Cossette Benoit, Ricard Geneviève, Poirier Rolande, Gosselin Suzanne, Langlois Marie-France, Imbeault Philippe, Breton Mylaine, Couturier Yves, Sirois Caroline, Lessard-Beaudoin Mélissa, Rodrigue Claudie, Teasdale Julie, Turcotte Jean-Philippe, Mallet Louise
Faculty of Medicine and Health Sciences, University of Sherbrooke, Sherbrooke, Canada.
Research Centre on Aging, Integrated University Health and Social Services Centre of Estrie, Sherbrooke, Canada.
J Am Geriatr Soc. 2022 Mar;70(3):766-776. doi: 10.1111/jgs.17575. Epub 2021 Nov 24.
Pharmacist-led transitions of care (TOC) interventions have been described as some of the most promising interventions to reduce medication-related harm (MRH) in older adults. This study analyzed the feasibility of pharmacist-led TOC interventions between hospitals, multidisciplinary primary care clinics (PCC), and community pharmacies.
Adults aged 65 years and older at risk of MRH in three regions of Quebec, Canada, with contrasting contexts of care based on university affiliation were recruited in this multicenter, single arm, and prospective intervention cohort. The hospital pharmacist developed the pharmaceutical care plan in collaboration with the hospital physician and transferred this plan with the hospitalization summary, at hospital discharge, to the PCC family physician and to the community and PCC pharmacists. A consultation with the community pharmacist was scheduled within seven days of hospital discharge and with the PCC pharmacist when appropriate. Feasibility outcomes included the time to complete the interventions and their location.
The 123 eligible patients had a mean age of 78.5 years, and 63.4% were females. The most frequent inclusion criterion was 10 medications or more, including one high-risk medication for 90 patients (73%). Recruitment in one region was stopped after three months due to unsuccessful recruitment of key PCC. The hospital pharmacist interventions took a median of 165 min. The first consultations of the PCC and community pharmacists took a median of 15 and 50 min. Among the 96 patients with a post-discharge pharmacist follow-up, 23 (24.0%) had a consultation with a PCC pharmacist, with 65.2% of the consultations conducted at the PCC. The community pharmacists conducted a consultation with 88 patients (93%), with more than 70% of consultations conducted by phone.

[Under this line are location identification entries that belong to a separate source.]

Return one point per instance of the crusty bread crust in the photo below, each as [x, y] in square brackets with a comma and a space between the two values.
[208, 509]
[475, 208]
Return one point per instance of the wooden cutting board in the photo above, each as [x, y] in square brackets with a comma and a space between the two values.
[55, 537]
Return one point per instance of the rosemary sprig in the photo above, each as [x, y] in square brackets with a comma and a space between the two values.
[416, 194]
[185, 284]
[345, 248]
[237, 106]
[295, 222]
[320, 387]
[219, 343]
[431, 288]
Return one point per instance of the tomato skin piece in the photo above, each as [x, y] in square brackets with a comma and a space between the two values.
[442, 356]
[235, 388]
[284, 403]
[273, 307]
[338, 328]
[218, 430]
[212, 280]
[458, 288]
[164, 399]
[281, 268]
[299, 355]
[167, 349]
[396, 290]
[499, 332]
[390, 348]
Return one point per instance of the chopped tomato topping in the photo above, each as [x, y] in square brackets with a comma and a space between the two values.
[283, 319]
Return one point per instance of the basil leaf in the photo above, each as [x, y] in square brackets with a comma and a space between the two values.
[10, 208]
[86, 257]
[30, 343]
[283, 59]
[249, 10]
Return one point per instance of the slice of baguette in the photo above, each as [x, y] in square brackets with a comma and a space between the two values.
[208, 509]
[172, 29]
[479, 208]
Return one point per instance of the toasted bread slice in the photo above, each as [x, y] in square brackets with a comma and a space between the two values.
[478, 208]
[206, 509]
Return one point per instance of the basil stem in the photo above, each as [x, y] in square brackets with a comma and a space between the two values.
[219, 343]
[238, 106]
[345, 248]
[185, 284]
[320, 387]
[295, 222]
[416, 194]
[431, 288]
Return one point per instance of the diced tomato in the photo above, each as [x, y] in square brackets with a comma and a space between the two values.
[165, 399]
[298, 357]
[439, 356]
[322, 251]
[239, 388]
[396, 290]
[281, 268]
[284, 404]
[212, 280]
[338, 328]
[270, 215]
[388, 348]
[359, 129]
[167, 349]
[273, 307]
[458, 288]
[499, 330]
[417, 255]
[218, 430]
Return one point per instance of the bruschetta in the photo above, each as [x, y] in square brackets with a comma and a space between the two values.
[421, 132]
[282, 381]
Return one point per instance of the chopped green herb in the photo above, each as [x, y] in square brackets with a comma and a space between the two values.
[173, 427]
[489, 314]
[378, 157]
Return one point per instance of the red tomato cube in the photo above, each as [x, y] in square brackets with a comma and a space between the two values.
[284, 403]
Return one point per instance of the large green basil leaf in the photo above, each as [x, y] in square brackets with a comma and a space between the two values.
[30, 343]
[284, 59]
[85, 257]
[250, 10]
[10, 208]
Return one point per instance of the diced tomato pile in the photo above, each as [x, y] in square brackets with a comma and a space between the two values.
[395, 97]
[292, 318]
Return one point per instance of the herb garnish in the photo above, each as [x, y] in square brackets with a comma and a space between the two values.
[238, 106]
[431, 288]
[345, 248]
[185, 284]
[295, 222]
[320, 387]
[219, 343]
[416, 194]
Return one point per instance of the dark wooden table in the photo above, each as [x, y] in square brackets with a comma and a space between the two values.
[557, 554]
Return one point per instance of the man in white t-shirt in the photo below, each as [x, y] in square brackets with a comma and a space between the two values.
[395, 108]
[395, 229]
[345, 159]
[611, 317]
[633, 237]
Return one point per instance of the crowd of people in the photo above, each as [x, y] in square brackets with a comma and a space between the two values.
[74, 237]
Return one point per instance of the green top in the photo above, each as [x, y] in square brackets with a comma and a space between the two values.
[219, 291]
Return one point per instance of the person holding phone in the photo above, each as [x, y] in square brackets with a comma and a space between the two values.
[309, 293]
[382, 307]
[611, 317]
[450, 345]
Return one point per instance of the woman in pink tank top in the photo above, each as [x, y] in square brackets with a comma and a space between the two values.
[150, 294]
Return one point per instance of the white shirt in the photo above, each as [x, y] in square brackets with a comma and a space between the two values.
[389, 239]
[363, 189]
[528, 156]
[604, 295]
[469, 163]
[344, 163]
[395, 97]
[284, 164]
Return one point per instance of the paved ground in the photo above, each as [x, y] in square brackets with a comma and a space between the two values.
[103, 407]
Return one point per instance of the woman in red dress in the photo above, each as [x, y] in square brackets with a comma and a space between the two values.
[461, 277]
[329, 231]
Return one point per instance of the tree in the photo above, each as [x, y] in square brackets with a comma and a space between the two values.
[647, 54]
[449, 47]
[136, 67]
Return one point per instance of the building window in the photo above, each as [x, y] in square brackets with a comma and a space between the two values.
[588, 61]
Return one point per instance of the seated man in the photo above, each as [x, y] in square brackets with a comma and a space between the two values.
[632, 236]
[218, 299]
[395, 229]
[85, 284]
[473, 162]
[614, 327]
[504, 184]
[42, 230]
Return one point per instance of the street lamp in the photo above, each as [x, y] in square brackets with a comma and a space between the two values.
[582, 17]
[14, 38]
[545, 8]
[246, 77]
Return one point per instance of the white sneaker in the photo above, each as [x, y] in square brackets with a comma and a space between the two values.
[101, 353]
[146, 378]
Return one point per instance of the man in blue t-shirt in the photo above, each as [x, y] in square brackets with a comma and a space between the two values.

Our study showed the feasibility of pharmacist-led TOC interventions between hospitals, PCC, and community pharmacies and detailed the novel role that PCC pharmacists played in optimizing TOC interventions.
由药剂师主导的照护过渡(TOC)干预措施被认为是减少老年人药物相关伤害(MRH)最具前景的干预措施之一。本研究分析了由药剂师主导的在医院、多学科初级保健诊所(PCC)和社区药房之间进行TOC干预的可行性。
在加拿大魁北克三个地区招募65岁及以上有MRH风险的成年人,这些地区基于大学附属关系具有不同的照护背景。本研究为多中心、单臂、前瞻性干预队列研究。医院药剂师与医院医生合作制定药物治疗护理计划,并在患者出院时将该计划连同住院总结一起转交给PCC家庭医生以及社区和PCC药剂师。出院后7天内安排与社区药剂师进行会诊,并在适当的时候与PCC药剂师进行会诊。可行性结果包括完成干预的时间及其地点。
123名符合条件的患者平均年龄为78.5岁,63.4%为女性。最常见的纳入标准是服用10种或更多药物,其中90名患者(73%)服用一种高风险药物。由于关键PCC招募不成功,三个月后停止了在一个地区的招募。医院药剂师的干预时间中位数为165分钟。PCC和社区药剂师的首次会诊时间中位数分别为15分钟和50分钟。在96名出院后有药剂师随访的患者中,23名(24.0%)与PCC药剂师进行了会诊,其中65.2%的会诊在PCC进行。社区药剂师与88名患者(93%)进行了会诊,超过70%的会诊通过电话进行。
我们的研究表明了由药剂师主导的在医院、PCC和社区药房之间进行TOC干预的可行性,并详细阐述了PCC药剂师在优化TOC干预中所发挥的新作用。